Er zijn vele soorten gonadotrofines die alleen of in combinatie worden gebruikt voor ovulatie-inductie. Tijdens het gebruik van deze geneesmiddelen is zorgvuldige controle vereist om het risico op bijwerkingen te minimaliseren, hieronder besproken.

  • ovariële hyperstimulatie (OHSS) – optredend in 1 tot 5 procent van de cycli, is de kans op OHSS verhoogd bij vrouwen met het polycysteus ovariumsyndroom en in conceptie cycli. Wanneer ernstig, kan het leiden tot bloedstolsels, nierschade, ovariale draaien (torsie), en borst en buikvocht collecties. In strenge gevallen, wordt het ziekenhuisopname vereist voor controle, maar de voorwaarde is voorbijgaand, die slechts een week of zo duren. Af en toe helpt vocht uit de borst of buikholte te trekken. De beste preventie is om geen hCG te geven om ovulatie te induceren aan het einde van een overdreven krachtige stimulatiecyclus.
  • meerlingzwangerschappen – tot 20 procent van de zwangerschappen als gevolg van gonadotrofines zijn meerling, in tegenstelling tot een percentage van 1 tot 2 procent in de algemene populatie. Terwijl de meeste van deze zwangerschappen zijn tweelingen, een significant percentage zijn drieling of hoger. Hoge Orde meerling zwangerschap zwangerschap wordt geassocieerd met een verhoogd risico op zwangerschapsverlies, voortijdige bevalling, baby afwijkingen, handicap als gevolg van de gevolgen van zeer voortijdige bevalling, zwangerschap geïnduceerde hypertensie, zwangerschapsdiabetes, bloeding en andere significante maternale complicaties.
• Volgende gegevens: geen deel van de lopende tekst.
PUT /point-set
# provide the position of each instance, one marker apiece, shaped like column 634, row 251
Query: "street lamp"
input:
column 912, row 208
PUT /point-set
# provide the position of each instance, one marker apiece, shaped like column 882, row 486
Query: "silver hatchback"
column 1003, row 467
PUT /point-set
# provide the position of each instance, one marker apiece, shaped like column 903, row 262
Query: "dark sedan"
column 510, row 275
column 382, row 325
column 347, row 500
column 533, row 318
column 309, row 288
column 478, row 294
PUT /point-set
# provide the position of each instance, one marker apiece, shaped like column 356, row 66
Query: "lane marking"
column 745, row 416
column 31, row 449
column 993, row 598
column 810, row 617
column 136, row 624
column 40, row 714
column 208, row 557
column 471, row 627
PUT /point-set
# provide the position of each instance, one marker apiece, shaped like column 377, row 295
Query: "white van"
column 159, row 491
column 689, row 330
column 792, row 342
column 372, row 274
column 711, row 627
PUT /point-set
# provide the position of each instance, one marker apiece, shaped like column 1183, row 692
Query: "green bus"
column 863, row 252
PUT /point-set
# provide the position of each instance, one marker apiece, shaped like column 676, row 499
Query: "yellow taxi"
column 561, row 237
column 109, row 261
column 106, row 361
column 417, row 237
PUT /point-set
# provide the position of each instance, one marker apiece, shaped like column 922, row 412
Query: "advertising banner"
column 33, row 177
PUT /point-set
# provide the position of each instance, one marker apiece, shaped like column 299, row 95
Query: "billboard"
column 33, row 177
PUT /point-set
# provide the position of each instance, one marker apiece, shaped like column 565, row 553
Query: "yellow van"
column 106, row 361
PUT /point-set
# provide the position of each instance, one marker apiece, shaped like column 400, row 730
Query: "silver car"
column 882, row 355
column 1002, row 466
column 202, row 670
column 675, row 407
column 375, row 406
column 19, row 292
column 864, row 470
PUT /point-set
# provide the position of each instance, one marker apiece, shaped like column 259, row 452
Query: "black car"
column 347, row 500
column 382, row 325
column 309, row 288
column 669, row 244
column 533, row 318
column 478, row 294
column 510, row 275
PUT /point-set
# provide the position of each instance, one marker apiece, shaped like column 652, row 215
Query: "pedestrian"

  • ectopische (tubale) zwangerschappen – terwijl ectopische zwangerschappen 1 tot 2 procent van de tijd voorkomen, is de frequentie in gonadotropinecycli licht verhoogd bij 1 tot 3 procent. Deze kunnen worden behandeld met medicijnen of chirurgie. Gecombineerde tubale en intra-uteriene zwangerschappen (heterotrope zwangerschappen) treden af en toe op met hMG en moeten met een operatie worden behandeld.
  • geboorteafwijkingen-het percentage geboorteafwijkingen na gonadotrofinecycli is niet hoger dan in de algemene populatie, met 2 tot 3 procent. Bovendien zijn deze kinderen qua ontwikkeling niet anders dan hun leeftijdsgenoten.
  • adnexale torsie (ovariale verdraaiing) – minder dan 1 procent van de tijd kan de gestimuleerde eierstok op zichzelf draaien, waardoor zijn eigen bloedtoevoer wordt afgesneden. Chirurgie is vereist om untwist of zelfs verwijderen.
  • gonadotrofinen en eierstokkanker – het risico op eierstokkanker lijkt gedeeltelijk in verband te staan met het aantal keren dat een vrouw ovuleert. Onvruchtbaarheid verhoogt dit risico; anticonceptie pil gebruik vermindert het. De controversiële gegevens bestaan die ovulatiestimulatiedrugs, zoals gonadotropins, met het risico van toekomstige eierstokkanker associëren. Terwijl onderzoek aan de gang is om te helpen dit probleem te verduidelijken, is het zorgvuldige gebruik van gonadotropinen nog steeds redelijk, vooral gezien het feit dat zwangerschap en borstvoeding het risico op kanker verminderen.